Soube conhecer, conquistar e amar. Tornei-me seu amante, e logo, seu marido. Sim, nos casamos. Tudo o que ela queria. Soube que ela teve amantes, não ligava, nada me interessava mais do que estar perto dela, aliás, também tinha minha cota. Até que uma situação específica me deu a sensação de um mau presságio. Em uma das minhas rotineiras idas à padaria de manhã, bem de manhãzinha, me deparo com um beco escuro e gritos vindos de lá. Prossigo com cautela para averiguar o que acontece, ando na sombra, quase invisível. Lá está uma mulher, semi despida, roupas rasgadas, lutando por liberdade nos braços de um homem que a dominava com uma faca. Lágrimas escorriam por aquele rosto, e lia bem a expressão em seus olhos: Pânico. Nojo. Total e completo nojo me toma e me faz vomitar. Vomito no chão, minhas pernas tremem e volto ao meu caminho em direção à padaria amaldiçoando a minha falta de coragem.

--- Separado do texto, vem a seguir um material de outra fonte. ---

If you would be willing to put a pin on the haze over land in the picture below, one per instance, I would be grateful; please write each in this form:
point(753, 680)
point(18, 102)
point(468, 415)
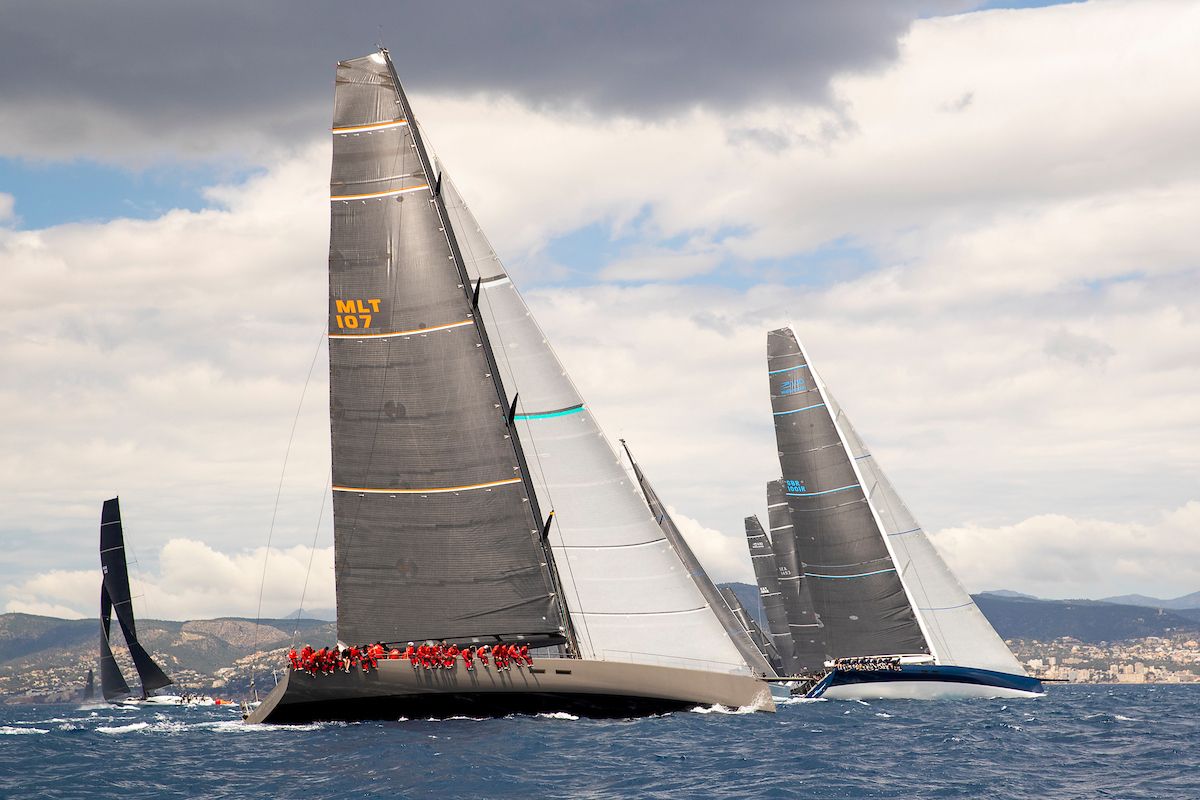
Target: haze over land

Noites e noites passei imaginando como seria se eu tivesse apartado o estupro, se eu tivesse gritado, feito algo. Sufocava-me em meu travesseiro, recusava carícias de minha mulher e minhas amantes. Estressava-me cada vez que via a conta do cartão de crédito, enlouquecia cada vez que via uma faca. Estava enlouquecendo.

Algo me trouxe a sanidade, temporária ao menos. Uma noite, casa vazia, um copo de conhaque e uma dose de arsênico. O plano era perfeito, uma morte rápida. Eu não agüentava mais a dor na consciência. Prestes a tomar o meu gole fatal o telefone toca, é o chefe de polícia. Minha esposa havia morrido.Pela primeira vez em anos chorei. Chorei até não poder mais, até não agüentar a mim mesmo. Joguei o copo contra a parede e desmaiei de sono por sobre a mesa, caçaria o desgraçado do amante que a espancara até a morte, o procuraria até o inferno.

Os próximos meses foram pura fúria. Contratei os melhores investigadores particulares, comprei as melhores pistolas de uso pessoal e principalmente, comprei um soco inglês que jurei que só tiraria da mão quando estivesse coberto por sangue, pelo sangue daquele que arrancou meu coração do peito.

Existem pessoas que não nascem com certos instintos. E certamente eu não havia nascido com homicídio em minhas veias, e só fui descobrir isso quando finalmente tirei o soco inglês de minhas mãos, cheio de sangue. Via o homem que odiava deitado no chão, à minha frente. Encoberto por seu próprio sangue, o homem respirava com dificuldade, quase se afogando em seus próprios fluidos. Minha arma estava apontada para sua cabeça, mas tudo o que eu podia ver era a expressão de pânico em seu rosto, as lágrimas de seus olhos azuis. Minhas pernas tremeram. Lembrei-me daquela mulher. Deixei a casa do homem e fui me embriagar em casa.

Há quem possa dizer que fui covarde por duas vezes. Na verdade não. Fui humano na primeira, deixei-me levar pelas emoções, permiti que o medo prevalecesse ao instinto. Na segunda não sei o que foi. Covardia não foi, humanidade também não pois pena foi uma coisa que não senti na frente dele. Posso ter sido covarde, não importa. Mas ainda me pergunto. E se eu tivesse ajudado a mulher do beco?